Make the spreadsheet ID, the approved-records tab name, the drift-history tab name, and the Slack channel configurable at the top of the instructions so I can swap them without editing the agent body. The agent should fail loudly (post an error to the Slack channel) if the spreadsheet or either tab is unreachable, rather than silently skipping the run.

Additional information

What does this prompt do?

Pulls every DNS record from every Cloudflare zone your token can see, so nothing hides in a forgotten domain.
Reads an Approved DNS records tab in Google Sheets that your platform team maintains as the source of truth.
Highlights unauthorized records, missing records, content drift, and changes to the proxied flag, grouped by severity with the listed owner attached.
Posts a tidy weekly drift report to your platform channel in Slack and appends a timestamped audit row to a Drift history tab for the long-term trail.

What do I need to use this?

A Cloudflare API token that can read zones and DNS records for the zones you want to audit.
A Google account with edit access to the spreadsheet that holds your approved DNS list.
A Slack workspace and a channel where the weekly report should be posted, such as a platform or infrastructure ops channel.
An Approved DNS records tab with columns for zone, name, type, content, proxied, owner, and ticket, plus an empty Drift history tab for the audit trail.

How can I customize it?

Change the schedule to a different day or time, or run it more often if your DNS changes are frequent.
Swap the Slack channel, mention a specific group when severity is high, or split alerts across two channels for unauthorized versus expected changes.
Adjust the column names in the approved list, ignore certain record types like TXT verification rows, or scope the report to a single zone.

Frequently asked questions

Do I need Terraform or any infrastructure as code setup to use this?

No. This workflow is built for teams that manage DNS by hand or alongside Terraform. Your Google Sheet plays the role of a lightweight, easy to edit manifest that anyone on the team can read and update.

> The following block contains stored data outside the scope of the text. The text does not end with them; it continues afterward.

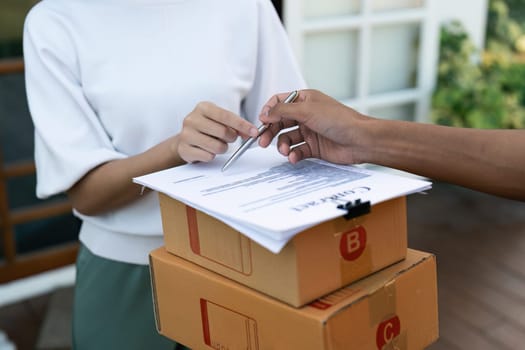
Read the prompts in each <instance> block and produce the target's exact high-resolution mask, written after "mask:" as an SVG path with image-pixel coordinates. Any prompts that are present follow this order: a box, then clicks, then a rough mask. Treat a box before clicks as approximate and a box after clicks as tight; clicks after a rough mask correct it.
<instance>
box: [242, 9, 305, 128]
mask: <svg viewBox="0 0 525 350" xmlns="http://www.w3.org/2000/svg"><path fill="white" fill-rule="evenodd" d="M257 9H258V47H257V66H256V73H255V79H254V85H253V87H252V89H251V90H250V92H249V94H248V96H246V98H245V100H244V112H245V115H246V116H247V118H248V120H250V121H251V122H252V123H255V124H257V123H258V119H259V114H260V112H261V109H262V106H263V105H264V104H265V103H266V102H267V101H268V99H269V98H270V97H272V96H273V95H275V94H277V93H281V92H289V91H292V90H299V89H304V88H305V87H306V83H305V82H304V79H303V78H302V75H301V72H300V70H299V67H298V65H297V61H296V59H295V56H294V54H293V52H292V49H291V46H290V43H289V40H288V36H287V33H286V31H285V30H284V27H283V25H282V23H281V21H280V19H279V16H278V15H277V12H276V10H275V7H274V6H273V4H272V3H271V1H270V0H257Z"/></svg>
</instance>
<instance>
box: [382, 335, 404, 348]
mask: <svg viewBox="0 0 525 350" xmlns="http://www.w3.org/2000/svg"><path fill="white" fill-rule="evenodd" d="M407 339H408V335H407V332H406V331H403V332H401V334H400V335H398V336H397V337H395V338H394V339H392V341H390V342H389V343H387V344H386V345H385V346H383V348H382V349H381V350H406V349H408V341H407Z"/></svg>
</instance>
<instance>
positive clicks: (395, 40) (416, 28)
mask: <svg viewBox="0 0 525 350" xmlns="http://www.w3.org/2000/svg"><path fill="white" fill-rule="evenodd" d="M419 28H420V25H419V24H417V23H409V24H396V25H389V26H382V27H376V28H374V29H373V30H372V37H371V52H370V67H371V69H370V77H369V78H370V82H369V83H370V93H371V94H374V93H381V92H386V91H393V90H401V89H407V88H412V87H415V86H416V80H417V68H418V67H417V65H418V46H419V39H420V30H419Z"/></svg>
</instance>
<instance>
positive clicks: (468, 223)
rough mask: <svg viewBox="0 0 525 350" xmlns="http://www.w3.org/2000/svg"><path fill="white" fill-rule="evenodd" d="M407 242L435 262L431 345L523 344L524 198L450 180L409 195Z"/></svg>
mask: <svg viewBox="0 0 525 350" xmlns="http://www.w3.org/2000/svg"><path fill="white" fill-rule="evenodd" d="M408 210H409V212H408V219H409V245H410V247H412V248H416V249H421V250H425V251H429V252H433V253H435V254H436V256H437V263H438V288H439V312H440V333H441V334H440V339H439V341H438V342H437V343H436V344H434V345H432V346H431V347H430V349H431V350H441V349H447V350H455V349H476V350H484V349H491V350H493V349H514V350H515V349H523V348H524V346H525V345H524V344H525V203H521V202H516V201H510V200H505V199H501V198H497V197H493V196H489V195H485V194H480V193H476V192H472V191H468V190H465V189H461V188H458V187H453V186H449V185H439V184H438V185H436V186H435V187H434V189H433V190H431V191H430V192H429V194H428V195H426V196H421V195H414V196H410V197H409V200H408Z"/></svg>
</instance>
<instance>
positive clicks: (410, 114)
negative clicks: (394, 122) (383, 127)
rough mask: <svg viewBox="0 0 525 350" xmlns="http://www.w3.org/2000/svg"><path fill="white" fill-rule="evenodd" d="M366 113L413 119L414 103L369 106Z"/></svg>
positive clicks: (398, 118) (391, 117) (377, 114)
mask: <svg viewBox="0 0 525 350" xmlns="http://www.w3.org/2000/svg"><path fill="white" fill-rule="evenodd" d="M368 113H369V114H370V115H371V116H374V117H377V118H383V119H395V120H409V121H413V120H415V115H416V105H415V104H414V103H407V104H402V105H393V106H387V107H371V108H369V110H368Z"/></svg>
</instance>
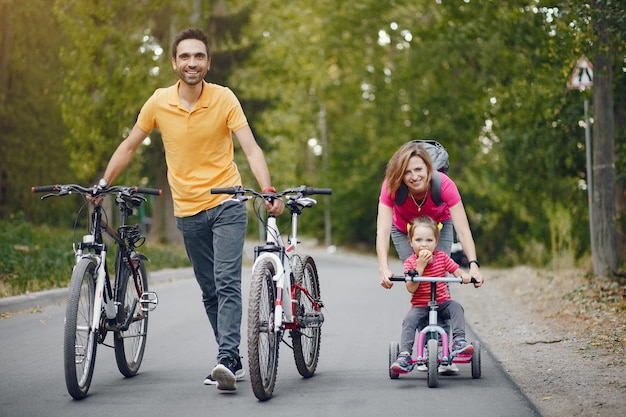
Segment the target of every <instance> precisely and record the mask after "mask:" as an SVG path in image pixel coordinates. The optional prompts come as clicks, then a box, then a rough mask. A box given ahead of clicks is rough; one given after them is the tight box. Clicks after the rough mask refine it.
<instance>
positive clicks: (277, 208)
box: [265, 198, 285, 216]
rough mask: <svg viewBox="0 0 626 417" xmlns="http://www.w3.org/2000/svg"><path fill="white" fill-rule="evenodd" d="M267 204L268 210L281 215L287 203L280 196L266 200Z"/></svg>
mask: <svg viewBox="0 0 626 417" xmlns="http://www.w3.org/2000/svg"><path fill="white" fill-rule="evenodd" d="M265 204H266V205H267V210H268V211H269V212H270V214H272V215H274V216H280V215H281V214H282V213H283V210H284V209H285V203H284V202H283V200H281V199H280V198H273V199H271V200H269V201H266V202H265Z"/></svg>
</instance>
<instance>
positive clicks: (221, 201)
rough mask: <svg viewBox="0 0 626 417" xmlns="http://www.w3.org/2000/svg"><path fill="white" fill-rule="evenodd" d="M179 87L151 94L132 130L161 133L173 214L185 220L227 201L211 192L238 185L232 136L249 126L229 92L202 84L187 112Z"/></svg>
mask: <svg viewBox="0 0 626 417" xmlns="http://www.w3.org/2000/svg"><path fill="white" fill-rule="evenodd" d="M179 84H180V81H179V82H178V83H176V84H175V85H173V86H171V87H167V88H160V89H158V90H156V91H155V92H154V94H153V95H152V97H150V98H149V99H148V101H146V103H145V104H144V106H143V108H142V109H141V112H140V114H139V117H138V119H137V125H138V126H139V128H141V130H143V131H146V132H150V131H152V130H153V129H155V128H156V129H159V130H160V131H161V136H162V138H163V145H164V147H165V160H166V163H167V179H168V182H169V185H170V188H171V189H172V197H173V200H174V215H175V216H176V217H188V216H193V215H194V214H197V213H199V212H200V211H203V210H207V209H210V208H212V207H215V206H217V205H219V204H220V203H221V202H222V201H224V200H225V199H227V198H229V196H228V195H224V194H215V195H214V194H211V188H218V187H232V186H235V185H241V176H240V175H239V170H238V169H237V165H236V164H235V161H234V159H233V158H234V150H233V139H232V132H233V131H237V130H238V129H241V128H242V127H244V126H246V125H247V124H248V121H247V120H246V116H245V115H244V113H243V109H242V108H241V104H240V103H239V100H238V99H237V97H236V96H235V94H234V93H233V92H232V91H231V90H230V89H229V88H227V87H222V86H219V85H216V84H210V83H207V82H206V81H203V89H202V94H201V96H200V98H199V99H198V101H197V103H196V104H195V106H194V108H193V109H192V110H191V111H188V110H187V109H186V108H185V106H184V105H183V104H182V103H181V102H180V99H179V97H178V85H179Z"/></svg>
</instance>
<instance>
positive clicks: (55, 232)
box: [0, 215, 190, 297]
mask: <svg viewBox="0 0 626 417" xmlns="http://www.w3.org/2000/svg"><path fill="white" fill-rule="evenodd" d="M81 236H82V235H81V233H80V232H78V234H77V233H76V232H75V231H74V230H71V229H67V228H58V227H50V226H47V225H43V226H34V225H33V224H31V223H28V222H26V221H25V220H24V218H23V216H20V215H15V216H11V218H10V219H8V220H0V297H7V296H12V295H19V294H24V293H28V292H34V291H41V290H47V289H52V288H64V287H66V286H67V285H68V284H69V281H70V278H71V275H72V267H73V265H74V251H73V249H72V248H73V246H72V242H74V241H76V239H80V238H81ZM140 250H141V252H143V253H144V254H145V255H146V256H148V258H149V259H150V261H151V262H150V264H149V265H148V269H149V270H152V271H154V270H158V269H163V268H179V267H189V266H190V264H189V260H188V259H187V255H186V252H185V250H184V248H183V247H182V246H176V245H155V244H152V243H151V244H148V245H145V247H142V248H141V249H140ZM110 255H111V256H112V257H111V258H109V259H110V260H112V259H113V257H114V256H115V251H112V252H111V253H110ZM110 265H113V262H111V264H110Z"/></svg>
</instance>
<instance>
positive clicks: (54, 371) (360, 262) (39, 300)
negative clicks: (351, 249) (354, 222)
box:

What kinds of drift will the report flag?

It flags four things: records that exist in Cloudflare but are not in your approved list, records that should exist but are missing, records whose IP or target value changed, and records whose proxied setting changed.

Will this change my DNS records?

No. The workflow only reads from Cloudflare. It never creates, edits, or deletes records. The output is a report you and your team review and act on.

Can I limit it to specific zones or domains?

Yes. You can scope your Cloudflare token to specific zones, or tell the workflow to only audit zones whose names match a pattern. Anything outside that scope is ignored.

How does the owner column help?

When the workflow finds drift on a record that appears in the approved list, it attaches the owner from your sheet so the right person is paged without anyone having to dig through tickets to figure out who owns that subdomain.